En quoi consiste le projet ?
Ces braves gens ont trouvé que dans le monde de la réservation de voyage, il fallait séparer les deux volets que sont
- d’une part la disponibilité
- d’autre part les utilisateurs
Si on interroge les professionnels du tourisme et même les clients, eux parleraient de marketing
Au delà de légèrement tordre le bras des hôtels pour avoir de l’inventaire, n’est ce pas le MAR-KE-TING qui fait des OTAs des champions de la vente en ligne de chambre d’hôtel ?
Chuuuut, c’est secondaire !
C’est quoi la blockchain ?
On peut énumérer plein de définitions de la blockchain, néanmoins celle de Wikipedia n’est pas trop mal :
Une (ou un) blockchain, ou chaîne de blocs, est une technologie de stockage et de transmission d’informations sans organe de contrôle. Techniquement, il s’agit d’une base de données distribuée dont les informations envoyées par les utilisateurs et les liens internes à la base sont vérifiés et groupés à intervalles de temps réguliers en blocs, l’ensemble étant sécurisé par cryptographie, et formant ainsi une chaîne. Par extension, une chaîne de blocs est une base de données distribuée qui gère une liste d’enregistrements protégés contre la falsification ou la modification par les nœuds de stockage. Une blockchain est donc un registre distribué et sécurisé de toutes les transactions effectuées depuis le démarrage du système réparti
En fait, si on met de côté les aspects écologiquement désastreux [3] de la blockchain, la blockchain gère plutôt bien des choses dont on a besoin d’horodater et tracer chaque évènement ou transaction :
- gérer une unité d’une monnaie, par exemple un BitCoin ou une des centaines d’autres cryptomonnaies
- gérer des données statiques, par exemple d’identité comme l’a récemment fait l’Office de Tourisme du Canada : le voyageur a ses données stockées dans la blockchain et le service de l’immigration va juste questionner la blockchain pour valider l’identité de la personne physique demandant à entrer au Canada
- autre type de données à stocker, horodater et tracer
L’absence d’autorité centrale pour garantir la preuve et la traçabilité sont les piliers de la blockchain
Dès lors qu’il faut garantir la traçabilité d’une transaction ou d’un évènement, la blockchain est championne. Pour « truander » le système, il faudrait à la même milliseconde (ou même encore moins d’ailleurs) modifier la donnée sur tous les serveurs impliqués et imbriqués dans le processus de certification : hacker 2 serveurs en même temps c’est simple pour certains, hacker des dizaines ou centaines de serveur au même instant et sans se faire pécho est légèrement plus compliqué que de l’écrire. Ben oui, les gens qui ont créé la blockchain sont issus du monde des hackers alors pensez bien qu’ils ont eux aussi... pensé à ça.
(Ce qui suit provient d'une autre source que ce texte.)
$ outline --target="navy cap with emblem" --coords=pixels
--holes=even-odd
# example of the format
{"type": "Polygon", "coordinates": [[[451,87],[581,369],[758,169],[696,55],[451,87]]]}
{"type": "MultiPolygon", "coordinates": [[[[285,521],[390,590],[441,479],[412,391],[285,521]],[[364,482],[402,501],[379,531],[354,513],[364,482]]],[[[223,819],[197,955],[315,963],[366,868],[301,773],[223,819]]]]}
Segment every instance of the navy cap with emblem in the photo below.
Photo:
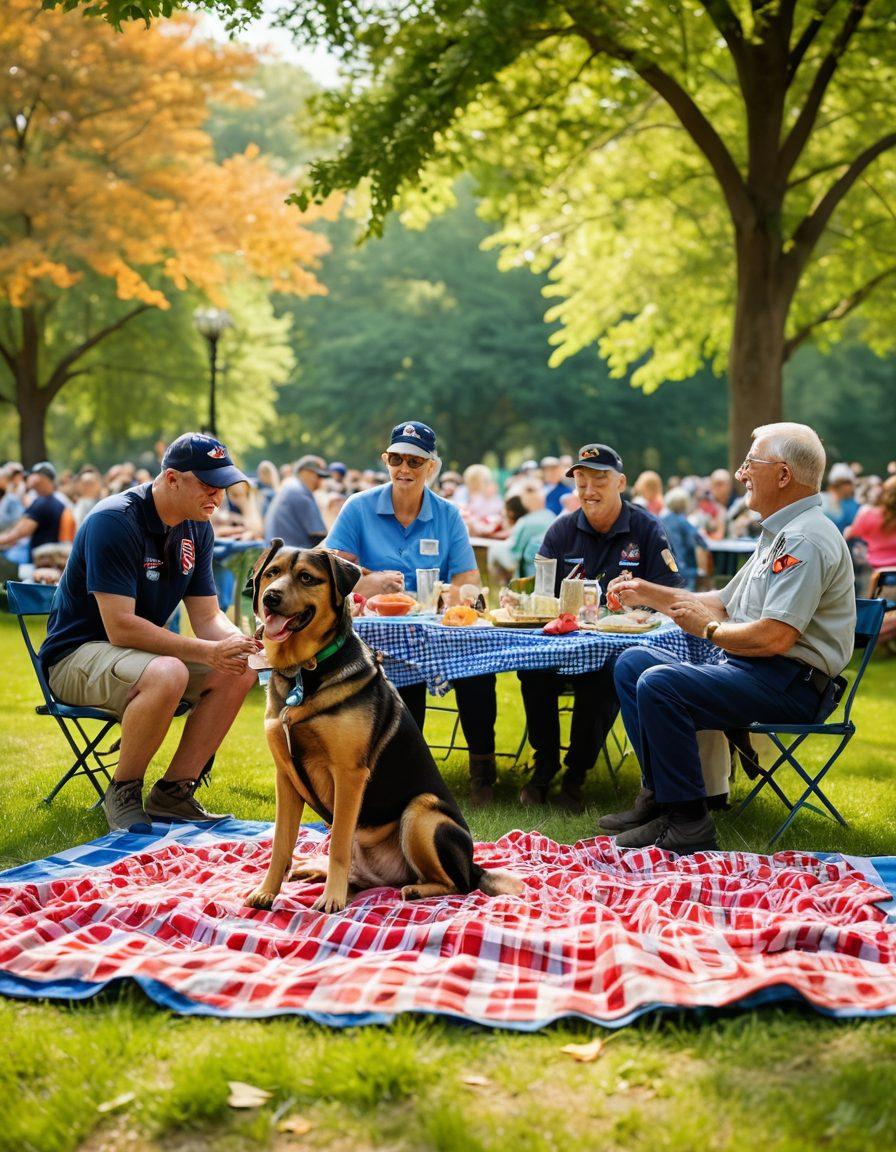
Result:
{"type": "Polygon", "coordinates": [[[579,458],[566,473],[572,476],[576,468],[595,468],[598,472],[621,472],[622,457],[609,444],[583,444],[579,458]]]}
{"type": "Polygon", "coordinates": [[[212,488],[229,488],[246,480],[221,441],[201,432],[185,432],[169,444],[162,457],[162,467],[192,472],[212,488]]]}
{"type": "Polygon", "coordinates": [[[434,460],[436,434],[428,424],[421,424],[419,420],[405,420],[392,429],[389,451],[407,452],[411,456],[423,456],[426,460],[434,460]]]}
Dans le monde d’avant, une autorité centrale est garante de la sécurité de la transaction :
- d’une part c’est plus facile de hacker un système que des dizaines en simultané
- d’autre part cette autorité centrale dépend d’un pouvoir politique ou économique (banques, grandes entreprises...)
La décentralisation du pouvoir appliquée à l’Internet, voici comment certains décrivent la blockchain.
Mais alors, ça n’est pas vraiment adapté à gérer un inventaire d’hôtel ?
Qu’est qu’on en a à foutre de savoir que la chambre standard n°1 du 12 janvier a transité par telle ou telle plateforme avant d’être réservée par Jean Dupont ?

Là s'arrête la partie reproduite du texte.